Never forget that you can leave again—
Andrea Scrima’s autobiographical novel follows an American artist living in Germany back to the US and her family origins
Review of Like Lips, Like Skins for the Frankfurter Allgemeine Zeitung
By Maria Frisé (excerpt, April 8, 2022)

“I’d never survive in the US,” Andrea Scrima once said in an interview. At the time, the reference
was to Trump’s America—but one could also apply it to her family background, which she’s portrayed in two unequivocally autobiographical novels (A Lesser Day, and now Like Lips, Like Skins). A scholarship to the art academy enabled the author to move to Germany; she lives in Berlin and has since taken on German citizenship. Yet again and again, the past catches up with her, and feelings of guilt surface. Should she have stayed to protect her younger brother from the violence-prone mother, who tyrannized her four children and silent husband? This is one of the stories Scrima tells in Like Lips, Like Skins.

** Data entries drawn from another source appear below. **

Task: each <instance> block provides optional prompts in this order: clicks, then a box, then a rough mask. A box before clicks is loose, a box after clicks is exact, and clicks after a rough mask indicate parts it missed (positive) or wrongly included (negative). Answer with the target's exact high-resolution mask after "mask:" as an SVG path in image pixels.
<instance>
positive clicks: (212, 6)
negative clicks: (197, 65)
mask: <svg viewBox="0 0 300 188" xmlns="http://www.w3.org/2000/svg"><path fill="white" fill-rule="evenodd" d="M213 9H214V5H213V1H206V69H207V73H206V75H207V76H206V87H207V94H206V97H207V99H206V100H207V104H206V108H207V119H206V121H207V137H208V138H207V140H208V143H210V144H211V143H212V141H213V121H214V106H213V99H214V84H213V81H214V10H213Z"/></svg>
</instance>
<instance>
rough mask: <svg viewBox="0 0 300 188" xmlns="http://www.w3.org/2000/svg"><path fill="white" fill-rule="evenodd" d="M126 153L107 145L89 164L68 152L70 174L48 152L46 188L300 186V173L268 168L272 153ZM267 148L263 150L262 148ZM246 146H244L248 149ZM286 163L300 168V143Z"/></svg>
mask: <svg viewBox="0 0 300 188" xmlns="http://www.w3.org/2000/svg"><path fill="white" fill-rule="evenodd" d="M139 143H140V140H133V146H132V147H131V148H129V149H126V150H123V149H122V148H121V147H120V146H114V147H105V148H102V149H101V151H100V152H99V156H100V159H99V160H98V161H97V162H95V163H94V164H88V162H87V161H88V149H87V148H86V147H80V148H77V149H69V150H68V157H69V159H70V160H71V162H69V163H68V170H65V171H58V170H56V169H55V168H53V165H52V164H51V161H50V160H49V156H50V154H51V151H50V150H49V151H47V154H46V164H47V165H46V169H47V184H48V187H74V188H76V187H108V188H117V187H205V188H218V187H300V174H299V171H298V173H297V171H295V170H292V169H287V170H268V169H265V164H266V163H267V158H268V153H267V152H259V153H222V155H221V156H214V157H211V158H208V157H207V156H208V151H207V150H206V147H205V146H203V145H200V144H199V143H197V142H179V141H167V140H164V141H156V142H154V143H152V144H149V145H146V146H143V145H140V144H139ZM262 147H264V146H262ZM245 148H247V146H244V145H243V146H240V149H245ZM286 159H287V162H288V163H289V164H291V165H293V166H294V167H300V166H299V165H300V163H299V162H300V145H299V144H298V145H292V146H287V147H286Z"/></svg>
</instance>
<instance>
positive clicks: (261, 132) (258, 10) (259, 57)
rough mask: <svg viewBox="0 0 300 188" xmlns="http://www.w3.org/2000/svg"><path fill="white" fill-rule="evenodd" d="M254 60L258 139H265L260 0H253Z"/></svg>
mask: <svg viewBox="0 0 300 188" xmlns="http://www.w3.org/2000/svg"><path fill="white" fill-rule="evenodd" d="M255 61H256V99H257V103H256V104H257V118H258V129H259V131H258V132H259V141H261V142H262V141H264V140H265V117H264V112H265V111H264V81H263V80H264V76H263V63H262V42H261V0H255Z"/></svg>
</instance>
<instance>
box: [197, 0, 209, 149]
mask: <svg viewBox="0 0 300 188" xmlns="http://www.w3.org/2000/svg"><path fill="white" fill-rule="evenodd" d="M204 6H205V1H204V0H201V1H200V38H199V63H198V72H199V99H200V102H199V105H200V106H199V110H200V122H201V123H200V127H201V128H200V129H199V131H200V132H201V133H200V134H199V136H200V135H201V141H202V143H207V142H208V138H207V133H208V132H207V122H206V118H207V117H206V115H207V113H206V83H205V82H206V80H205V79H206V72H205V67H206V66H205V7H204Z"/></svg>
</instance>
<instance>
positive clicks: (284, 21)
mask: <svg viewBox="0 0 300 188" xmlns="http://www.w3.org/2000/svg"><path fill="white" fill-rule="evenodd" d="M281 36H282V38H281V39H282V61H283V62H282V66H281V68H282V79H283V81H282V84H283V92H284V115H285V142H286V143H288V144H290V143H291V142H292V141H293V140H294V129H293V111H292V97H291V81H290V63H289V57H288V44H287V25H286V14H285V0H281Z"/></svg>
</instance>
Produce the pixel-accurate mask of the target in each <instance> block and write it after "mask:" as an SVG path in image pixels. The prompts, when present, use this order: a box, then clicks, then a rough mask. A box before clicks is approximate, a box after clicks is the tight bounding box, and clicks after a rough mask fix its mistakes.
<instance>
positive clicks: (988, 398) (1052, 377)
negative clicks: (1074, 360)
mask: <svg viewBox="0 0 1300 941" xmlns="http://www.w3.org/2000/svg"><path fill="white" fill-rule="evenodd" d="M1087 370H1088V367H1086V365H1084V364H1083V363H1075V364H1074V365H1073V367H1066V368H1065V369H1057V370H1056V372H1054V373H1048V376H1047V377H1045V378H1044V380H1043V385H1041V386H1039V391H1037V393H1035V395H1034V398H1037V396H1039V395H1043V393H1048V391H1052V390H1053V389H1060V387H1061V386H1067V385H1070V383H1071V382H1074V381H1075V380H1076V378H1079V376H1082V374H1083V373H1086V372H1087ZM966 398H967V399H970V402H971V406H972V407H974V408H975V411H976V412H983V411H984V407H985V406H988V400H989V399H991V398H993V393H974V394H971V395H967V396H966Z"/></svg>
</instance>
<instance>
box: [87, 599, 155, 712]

The novel’s protagonist Felice is, like Andrea Scrima, an artist, and an exhibition sends her back to her native New York. Her hopes that things might have improved in her absence prove to be in vain. “Never forget that you can leave again”—this is what her partner tries to impress upon her as she’s departing Berlin. But before long, she falls prey to the past and the mother’s sudden fits of rage. When she visits the old house on Staten Island or the Burger King she worked in at the age of fifteen in a first step toward gaining independence from her family, she becomes immersed in painful memories from childhood.
Andrea Scrima is a powerful storyteller with a confident command of the German language.
In collaboration with Christian von der Goltz, she translates her English-language manuscripts into German, as she’s now done masterfully for Like Lips, Like Skins (German edition: Kreisläufe, Literaturverlag Droschl, 2021).